The focus in this study is on the contexts which are used to calculate the statistical values on the basis of which the phonological structures are inferred. The intention is therefore not to give a full-fledged comparison of the various statistical and data mining techniques that could be used to infer the relevant structures. For the use

of linguistically motivated contexts I consider it to be more important to be able to visually inspect the results of the methods rather than to give some figures of how closely they correspond to some gold standard. A visual inspection enables the researcher to examine specific problems of the methods with some of the elements in the input data. These problems may be linguistically relevant or mere artifacts of the technique that is used. For this reason, a visual analytics approach (see Section 3.4) could also be of great importance for future research in this or similar areas.

In conclusion, the computational nature of the approach offers some desirable as- pects for a scientific investigation of language data. It provides an objective way to analyze the input which is not influenced by the researcher’s idea of what the result of such an analysis should look like. At the same time, the analyses can easily be replicated with the same or different input data in order to test their underlying as- sumptions.
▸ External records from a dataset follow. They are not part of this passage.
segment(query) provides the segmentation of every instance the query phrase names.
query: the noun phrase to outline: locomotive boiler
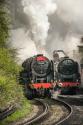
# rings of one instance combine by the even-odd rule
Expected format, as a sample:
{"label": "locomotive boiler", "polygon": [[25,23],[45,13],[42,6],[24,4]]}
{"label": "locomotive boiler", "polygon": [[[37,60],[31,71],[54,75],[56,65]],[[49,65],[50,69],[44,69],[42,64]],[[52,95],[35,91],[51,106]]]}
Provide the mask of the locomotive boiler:
{"label": "locomotive boiler", "polygon": [[[63,51],[58,50],[57,53]],[[55,80],[61,89],[61,94],[76,94],[80,85],[79,65],[67,55],[59,58],[57,68],[55,69]]]}
{"label": "locomotive boiler", "polygon": [[40,54],[25,60],[22,67],[20,81],[25,86],[25,95],[29,99],[36,96],[50,96],[50,90],[53,88],[52,62]]}

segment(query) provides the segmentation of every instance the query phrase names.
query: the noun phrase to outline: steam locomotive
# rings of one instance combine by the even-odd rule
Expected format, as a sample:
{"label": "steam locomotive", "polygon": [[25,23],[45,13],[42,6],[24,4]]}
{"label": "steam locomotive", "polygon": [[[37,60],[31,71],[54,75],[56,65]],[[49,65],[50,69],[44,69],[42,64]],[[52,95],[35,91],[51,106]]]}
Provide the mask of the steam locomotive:
{"label": "steam locomotive", "polygon": [[20,81],[24,83],[25,95],[32,99],[36,96],[50,96],[53,88],[52,62],[42,54],[28,58],[22,64]]}
{"label": "steam locomotive", "polygon": [[[61,52],[65,56],[60,58],[58,53]],[[56,88],[60,90],[61,94],[76,93],[76,89],[80,85],[78,63],[67,57],[62,50],[55,51],[54,58],[55,61],[51,61],[39,54],[23,62],[20,82],[24,85],[27,98],[50,97],[52,90]]]}
{"label": "steam locomotive", "polygon": [[62,50],[56,51],[63,53],[64,57],[59,59],[56,70],[57,85],[61,90],[61,94],[76,94],[80,85],[79,65],[70,59]]}

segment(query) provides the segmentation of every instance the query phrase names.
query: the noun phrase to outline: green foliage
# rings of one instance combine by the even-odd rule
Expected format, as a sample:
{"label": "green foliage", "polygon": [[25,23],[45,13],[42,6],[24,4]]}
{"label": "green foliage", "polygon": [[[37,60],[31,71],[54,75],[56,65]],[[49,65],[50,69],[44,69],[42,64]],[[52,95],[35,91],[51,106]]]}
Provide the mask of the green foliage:
{"label": "green foliage", "polygon": [[[15,61],[17,51],[9,48],[7,44],[9,17],[7,14],[8,10],[4,6],[3,1],[0,0],[0,109],[7,107],[11,103],[19,106],[25,104],[22,87],[17,81],[17,76],[21,69]],[[27,103],[30,105],[29,102]],[[20,113],[18,112],[17,115],[20,115]]]}
{"label": "green foliage", "polygon": [[0,47],[6,46],[6,40],[9,36],[9,18],[7,8],[0,4]]}

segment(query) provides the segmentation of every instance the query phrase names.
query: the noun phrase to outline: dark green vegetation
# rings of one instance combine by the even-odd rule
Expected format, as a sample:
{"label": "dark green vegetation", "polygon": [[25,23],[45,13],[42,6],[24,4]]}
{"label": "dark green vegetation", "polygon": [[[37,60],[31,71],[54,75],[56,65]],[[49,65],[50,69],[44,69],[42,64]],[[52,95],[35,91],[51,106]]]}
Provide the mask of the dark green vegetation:
{"label": "dark green vegetation", "polygon": [[15,61],[16,51],[7,42],[10,24],[7,12],[4,0],[0,0],[0,110],[10,104],[16,104],[18,110],[0,125],[24,117],[31,110],[31,104],[25,99],[22,87],[18,84],[17,76],[21,67]]}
Additionally, the computational approach also forces the investigator to be very explicit in setting up the basic assumptions and procedures of the analysis.

Otherwise, the algorithms cannot be implemented in a computer program.

2.5 Motivation

Investigating co-occurrence constraints of sounds within words may be interesting in its own right, for example, for an analysis of the frequency distributions of symbols in the corpus or the description of preferences in the sequencing of sounds for individual languages. However, the reason why I consider statistical tendencies in the combination of sounds to be important for linguistic research is the fact that they potentially contain latent information about the phonological structure of the languages. The main topic of this study is thereby to make use of these tendencies to induce this structure from the data. Interestingly, the information that is contained in the data can be related to structures that are typically derived in a different way, i.e., not by looking at the statistical distribution of sounds within words of a language.

• Phonological features, such as the discrimination of vowels and consonants in Chapter 4 or the distinction of consonants regarding their place of articulation in Chapter 7, are usually defined in terms of articulatory or acoustic properties.

This thesis shows that a clustering of sounds on the basis of these features can also be detected when looking at the distribution of sounds in relevant contexts within words.

• Patterns of vowel harmony (Chapter 6) are detected by systematically comparing contrasts in the exponents of morphological markers with respect to their vowels.

In this work, it will be demonstrated that similar results can be achieved by investigating the distribution of VCV sequences within words.

• The syllabification of words is achieved by assuming certain underlying principles that determine the proper shape of syllables (Chapter 5). Alternatively, sylla- ble boundaries can be approximated from the distribution of consonants at the periphery of words.